It’s only about 45 miles from Rockville to Annapolis. But for members of the Montgomery County Council and the county’s state legislative delegation, differences in operating style, philosophy and priorities can make the two groups seem far more distant.
Two weeks ago, council members and state lawmakers stood shoulder-to-shoulder at a news conference, vowing to take unified action to secure a major school construction funding package next year from the General Assembly and Gov. Martin O’Malley.
But at a council discussion Tuesday on state legislative strategy, council member Valerie Ervin said it would be a struggle to keep legislators focused on Montgomery’s needs when they are too often beholden to Senate President Thomas V. Mike Miller Jr. (D) and House Speaker Michael E. Busch (D).
“They’re different animals,” Ervin (D-Silver Spring) said of the delegation. “When they get to Annapolis, the people they listen to are not us. They have other masters. ... Let’s not be naive.”
State lawmakers of course begged to differ.
“I don’t let comments bother me,” said Del. Anne R. Kaiser (D-Montgomery), chair of the county’s house delegation. “We deliver every year on education funding and school construction, and [this] year we delivered quite mightily transportation,” she added, referring to passage of an increase in the state gasoline tax to fund transportation projects in the county.
State Sen. Jamie B. Raskin, chair of the Montgomery Senate delegation and Senate majority whip, said the only masters lawmakers have are voters.

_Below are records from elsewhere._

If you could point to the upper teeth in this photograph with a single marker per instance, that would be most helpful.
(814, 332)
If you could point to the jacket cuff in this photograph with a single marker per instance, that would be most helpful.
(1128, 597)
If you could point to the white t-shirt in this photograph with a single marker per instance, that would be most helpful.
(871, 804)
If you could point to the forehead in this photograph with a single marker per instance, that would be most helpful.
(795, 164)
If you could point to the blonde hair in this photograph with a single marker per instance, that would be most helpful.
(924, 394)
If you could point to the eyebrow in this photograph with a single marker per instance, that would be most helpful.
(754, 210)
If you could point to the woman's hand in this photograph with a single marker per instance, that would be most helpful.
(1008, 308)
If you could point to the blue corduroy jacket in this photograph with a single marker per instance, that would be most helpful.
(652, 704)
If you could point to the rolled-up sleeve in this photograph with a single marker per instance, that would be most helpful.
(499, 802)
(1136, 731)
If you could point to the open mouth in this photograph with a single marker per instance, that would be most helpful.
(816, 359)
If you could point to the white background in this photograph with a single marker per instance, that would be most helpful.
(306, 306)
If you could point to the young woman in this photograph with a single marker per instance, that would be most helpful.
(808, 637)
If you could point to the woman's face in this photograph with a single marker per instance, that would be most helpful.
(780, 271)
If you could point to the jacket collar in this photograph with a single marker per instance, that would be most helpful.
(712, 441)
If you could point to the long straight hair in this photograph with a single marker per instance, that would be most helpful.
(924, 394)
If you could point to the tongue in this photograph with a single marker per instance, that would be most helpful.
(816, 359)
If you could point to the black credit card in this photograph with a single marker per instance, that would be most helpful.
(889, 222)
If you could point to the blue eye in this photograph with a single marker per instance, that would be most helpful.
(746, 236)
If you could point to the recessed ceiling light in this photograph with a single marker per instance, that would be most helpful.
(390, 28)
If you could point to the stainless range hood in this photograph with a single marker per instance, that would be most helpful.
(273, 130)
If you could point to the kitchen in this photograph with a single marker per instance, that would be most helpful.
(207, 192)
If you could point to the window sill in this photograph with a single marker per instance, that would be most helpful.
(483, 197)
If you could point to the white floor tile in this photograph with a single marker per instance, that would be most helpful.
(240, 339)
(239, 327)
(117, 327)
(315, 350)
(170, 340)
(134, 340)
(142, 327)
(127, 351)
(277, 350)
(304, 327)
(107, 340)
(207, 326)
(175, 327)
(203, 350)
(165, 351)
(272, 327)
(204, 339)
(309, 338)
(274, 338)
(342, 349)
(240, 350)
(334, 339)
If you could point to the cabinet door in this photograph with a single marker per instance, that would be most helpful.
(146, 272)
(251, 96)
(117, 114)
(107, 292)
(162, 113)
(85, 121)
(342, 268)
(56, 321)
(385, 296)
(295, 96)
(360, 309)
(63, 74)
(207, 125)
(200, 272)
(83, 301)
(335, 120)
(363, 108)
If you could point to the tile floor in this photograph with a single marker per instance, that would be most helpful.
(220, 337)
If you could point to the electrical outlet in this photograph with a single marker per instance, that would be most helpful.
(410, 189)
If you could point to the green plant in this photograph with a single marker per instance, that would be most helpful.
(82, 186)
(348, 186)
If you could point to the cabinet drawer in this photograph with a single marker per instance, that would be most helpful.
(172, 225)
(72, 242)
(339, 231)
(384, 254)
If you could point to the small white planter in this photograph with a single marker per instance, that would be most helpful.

“I love Mike Miller and Mike Busch, but they would be surprised to hear they are my masters,” said Raskin (D-Montgomery). He offered the repeal of the death penalty and passage of a gay marriage law as examples of bucking leadership.
“The Montgomery delegation was nearly unanimous for marriage equality and nearly unanimous for the death penalty repeal when leadership was in a different place.”
But the delegation was not quite the band of mavericks that Raskin describes. Busch (D-Anne Arundel) supported the death penalty repeal and came to support gay marriage by the time legislation passed last year. Miller (D-Calvert) personally opposed same-sex marriage and voted to keep the death penalty, but quite deliberately eased up on his formidable powers and did not try to block the legislation.
Ervin’s council colleagues didn’t fall over themselves to back her up at Tuesday's meeting. But in subsequent interviews, some said she had a point.
“I think she’s right,” said council member Phil Andrews (D-Gaithersburg-Rockville), pointing to support by the delegation for tightening school funding requirements and transferring some of the cost of teacher pensions to the county level.
“Those votes handcuffed us,” said Andrews, a candidate for county executive in 2014, who lists the county’s public employee unions among the masters in Annapolis.
Raskin said he wasn’t interested in relitigating old issues. But he did say that state lawmakers function in a different environment than the nine council members.
“We have 47 senators and 141 delegates. The vast majority come from other jurisdictions,” he said. “We do have to engage in the art of compromise. We do have to come together to work collaboratively with our colleagues from around the state.”
Council member Craig Rice, who served in the House of Delegates from 2006 to 2010, also agreed that Ervin had a point, although he had a little more empathy for his former colleagues.
“The dynamic is different,” said Rice (D-Upcounty). “It’s a committee-dominated leadership structure. It requires leadership to be on your side. A committee chair can put bills in a drawer and they’ll never see the light of day.